In the previous article on cointegration in R we simulated two non-stationary time series that formed a cointegrated pair under a specific linear combination. We made use of the statistical Augmented Dickey-Fuller, Phillips-Perron and Phillips-Ouliaris tests for the presence of unit roots and cointegration.

A problem with the ADF test is that it does not provide us with the necessary $\beta$ regression parameter - the hedge ratio - for forming the linear combination of the two time series. In this article we are going to consider the Cointegrated Augmented Dickey-Fuller (CADF) procedure, which attempts to solve this problem. We've looked at CADF before using Python, but in this article we are going to implement our CADF function using R.

While CADF will help us identify the $\beta$ regression coefficient for our two series it will not tell us which of the two series is the dependent or independent variable for the regression. That is, the "response" value $Y$ from the "feature" $X$, in statistical machine learning parlance. We will show how to avoid this problem by calculating the test statistic in the ADF test and using it to determine which of the two regressions will correctly produce a stationary series.

## Cointegrated Augmented Dickey Fuller Test

The main motivation for the CADF test is to determine an optimal hedging ratio to use between two pairs in a mean reversion trade, which was a problem that we identified with the analysis in the previous article. In essence it helps us determine how much of each pair to long and short when carrying out a pairs trade.

The CADF is a relatively simple procedure. We take a sample of historical data for two assets and then perform a linear regression between them, which produces $\alpha$ and $\beta$ regression coefficients, representing the intercept and slope, respectively. The slope term helps us identify how much of each pair to relatively trade.

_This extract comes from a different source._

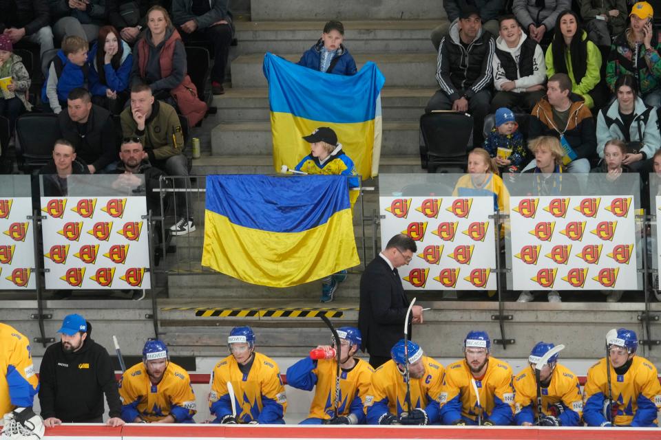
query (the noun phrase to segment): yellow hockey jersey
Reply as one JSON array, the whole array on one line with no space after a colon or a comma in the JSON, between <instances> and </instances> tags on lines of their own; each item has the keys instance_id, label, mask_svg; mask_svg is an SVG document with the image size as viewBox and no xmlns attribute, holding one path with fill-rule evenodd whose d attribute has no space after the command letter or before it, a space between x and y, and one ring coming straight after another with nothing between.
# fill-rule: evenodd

Once the slope coefficient - the hedge ratio - has been obtained we can then perform an ADF test (as in the previous article) on the linear regression residuals in order to determine evidence of stationarity and hence cointegration.

We will use R to carry out the CADF procedure, making use of the `tseries`

and `quantmod`

libraries for the ADF test and historical data acquisition, respectively.

We will begin by constructing a synthetic data set, with known cointegrating properties, to see if the CADF procedure can recover the stationarity and hedging ratio. We will then apply the same analysis to some real historical future data, as a precursor to implementing some mean reversion trading strategies.

## CADF on Simulated Data

We are now going to demonstrate the CADF approach on simulated data. We will use the same simulated time series from the previous article.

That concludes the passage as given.